I was touring the campus of Pensacola Christian College for the first time, walking with my campus mom.
Until I heard a voice about ten feet behind me.
“Ahem . . . Hunter.”
I’d done that thing again.
There I was, what seemed a mile ahead of my tour guide. I’d walked way too far, but not far enough to hear her tut-tutting at my apparent sprint ahead. I marooned both of us, not by design, but by, well—
See, there’s this thing.
I walk to get places, and I walk fast, and that’s my default setting.
It’s nice when I need to get from point A to point B, or when I need some exercise, but shoot, when I started socializing, being more human, getting to know people, I didn’t realize how much of a socially-illiterate walker I was.
Until arriving at college, I don’t think I walked with another person before.
And that’s when I learned why I’d walk alone: because I walk like I am alone.
It’s not like I’m trying to get away from you if I’m more galloping than ambling. I’m not trying to be rude, inconsiderate, etc.

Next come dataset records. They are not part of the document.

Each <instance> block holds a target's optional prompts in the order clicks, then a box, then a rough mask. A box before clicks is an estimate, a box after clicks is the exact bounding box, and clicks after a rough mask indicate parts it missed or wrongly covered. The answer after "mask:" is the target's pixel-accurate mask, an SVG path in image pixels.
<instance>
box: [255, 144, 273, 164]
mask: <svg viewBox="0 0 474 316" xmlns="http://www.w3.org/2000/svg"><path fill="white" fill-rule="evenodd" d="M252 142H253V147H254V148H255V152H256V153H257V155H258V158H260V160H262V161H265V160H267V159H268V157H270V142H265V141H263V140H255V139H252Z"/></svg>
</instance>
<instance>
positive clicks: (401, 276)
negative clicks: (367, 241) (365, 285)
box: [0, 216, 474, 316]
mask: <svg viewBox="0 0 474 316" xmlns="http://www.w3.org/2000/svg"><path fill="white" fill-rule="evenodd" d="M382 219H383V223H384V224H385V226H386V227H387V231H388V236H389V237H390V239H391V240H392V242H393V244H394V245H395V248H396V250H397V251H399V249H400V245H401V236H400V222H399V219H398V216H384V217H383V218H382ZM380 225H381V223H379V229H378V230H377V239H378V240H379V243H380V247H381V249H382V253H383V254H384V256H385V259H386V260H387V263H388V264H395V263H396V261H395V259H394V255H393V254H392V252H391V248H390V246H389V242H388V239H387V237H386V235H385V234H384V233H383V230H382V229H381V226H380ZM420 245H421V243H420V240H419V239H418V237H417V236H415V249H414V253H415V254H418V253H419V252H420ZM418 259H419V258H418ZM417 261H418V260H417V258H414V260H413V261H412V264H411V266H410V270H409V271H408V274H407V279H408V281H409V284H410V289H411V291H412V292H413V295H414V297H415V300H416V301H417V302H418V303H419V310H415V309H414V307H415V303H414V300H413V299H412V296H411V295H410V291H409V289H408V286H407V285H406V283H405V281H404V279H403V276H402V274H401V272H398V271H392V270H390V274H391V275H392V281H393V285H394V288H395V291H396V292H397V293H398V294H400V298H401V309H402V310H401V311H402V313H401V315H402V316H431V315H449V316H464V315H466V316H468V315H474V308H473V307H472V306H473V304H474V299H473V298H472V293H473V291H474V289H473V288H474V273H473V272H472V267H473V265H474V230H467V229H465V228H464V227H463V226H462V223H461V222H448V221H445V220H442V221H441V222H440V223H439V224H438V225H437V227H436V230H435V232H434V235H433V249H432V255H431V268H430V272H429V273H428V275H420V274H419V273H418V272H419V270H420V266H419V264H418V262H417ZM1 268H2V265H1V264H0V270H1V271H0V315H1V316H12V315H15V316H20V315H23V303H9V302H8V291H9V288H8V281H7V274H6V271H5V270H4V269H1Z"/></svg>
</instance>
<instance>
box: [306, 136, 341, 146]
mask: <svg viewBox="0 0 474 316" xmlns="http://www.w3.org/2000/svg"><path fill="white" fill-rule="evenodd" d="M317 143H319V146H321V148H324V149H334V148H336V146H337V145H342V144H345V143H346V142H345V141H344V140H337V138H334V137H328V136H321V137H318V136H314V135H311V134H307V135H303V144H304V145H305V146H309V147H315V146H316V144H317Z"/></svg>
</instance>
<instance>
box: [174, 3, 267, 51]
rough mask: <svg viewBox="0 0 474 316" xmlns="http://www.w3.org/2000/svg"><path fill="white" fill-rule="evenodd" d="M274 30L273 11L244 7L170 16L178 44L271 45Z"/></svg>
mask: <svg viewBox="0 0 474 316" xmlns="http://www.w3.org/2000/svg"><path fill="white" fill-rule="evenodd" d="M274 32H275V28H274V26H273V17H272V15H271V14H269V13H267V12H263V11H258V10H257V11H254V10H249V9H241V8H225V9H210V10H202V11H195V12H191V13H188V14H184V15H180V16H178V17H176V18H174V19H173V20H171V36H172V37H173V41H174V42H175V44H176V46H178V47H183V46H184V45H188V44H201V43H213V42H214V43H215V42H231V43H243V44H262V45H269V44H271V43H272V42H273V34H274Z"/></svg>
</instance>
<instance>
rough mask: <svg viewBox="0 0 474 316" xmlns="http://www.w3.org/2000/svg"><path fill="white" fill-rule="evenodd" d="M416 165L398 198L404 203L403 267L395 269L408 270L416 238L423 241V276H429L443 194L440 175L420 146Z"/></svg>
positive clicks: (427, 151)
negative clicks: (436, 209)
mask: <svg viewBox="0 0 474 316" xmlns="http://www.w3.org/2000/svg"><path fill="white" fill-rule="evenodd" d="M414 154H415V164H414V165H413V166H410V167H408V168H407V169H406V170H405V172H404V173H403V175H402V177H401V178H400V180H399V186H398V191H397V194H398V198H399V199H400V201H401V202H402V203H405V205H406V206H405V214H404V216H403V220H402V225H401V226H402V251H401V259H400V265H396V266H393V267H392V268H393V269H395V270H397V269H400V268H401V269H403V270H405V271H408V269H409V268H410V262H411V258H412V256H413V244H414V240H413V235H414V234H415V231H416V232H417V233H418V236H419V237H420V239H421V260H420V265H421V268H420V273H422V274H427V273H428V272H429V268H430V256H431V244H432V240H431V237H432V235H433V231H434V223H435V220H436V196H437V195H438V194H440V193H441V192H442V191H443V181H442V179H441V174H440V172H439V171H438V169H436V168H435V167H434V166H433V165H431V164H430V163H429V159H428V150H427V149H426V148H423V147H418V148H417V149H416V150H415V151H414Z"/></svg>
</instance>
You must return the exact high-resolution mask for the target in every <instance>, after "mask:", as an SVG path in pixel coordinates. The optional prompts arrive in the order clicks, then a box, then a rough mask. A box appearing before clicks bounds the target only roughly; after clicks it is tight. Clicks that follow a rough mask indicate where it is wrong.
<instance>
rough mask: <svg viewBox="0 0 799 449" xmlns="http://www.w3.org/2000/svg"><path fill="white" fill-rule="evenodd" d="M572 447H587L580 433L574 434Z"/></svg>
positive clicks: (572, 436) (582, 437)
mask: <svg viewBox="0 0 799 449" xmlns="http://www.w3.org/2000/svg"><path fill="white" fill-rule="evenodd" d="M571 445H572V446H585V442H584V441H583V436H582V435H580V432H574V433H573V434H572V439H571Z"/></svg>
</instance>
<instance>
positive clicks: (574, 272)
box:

Walking is a focused, driven, routine, one-track thing for me; it’s how I’m wired, and left to my own devices, I’d walk without stopping, loping along, maybe even talking at myself while I ignore things around me.
I’m learning to slow down.
To walk with people.
To take in surroundings.
To realize that the destination is not the only thing that matters.
They say You’ll Never Walk Alone, but in The Life Autistic, you often do.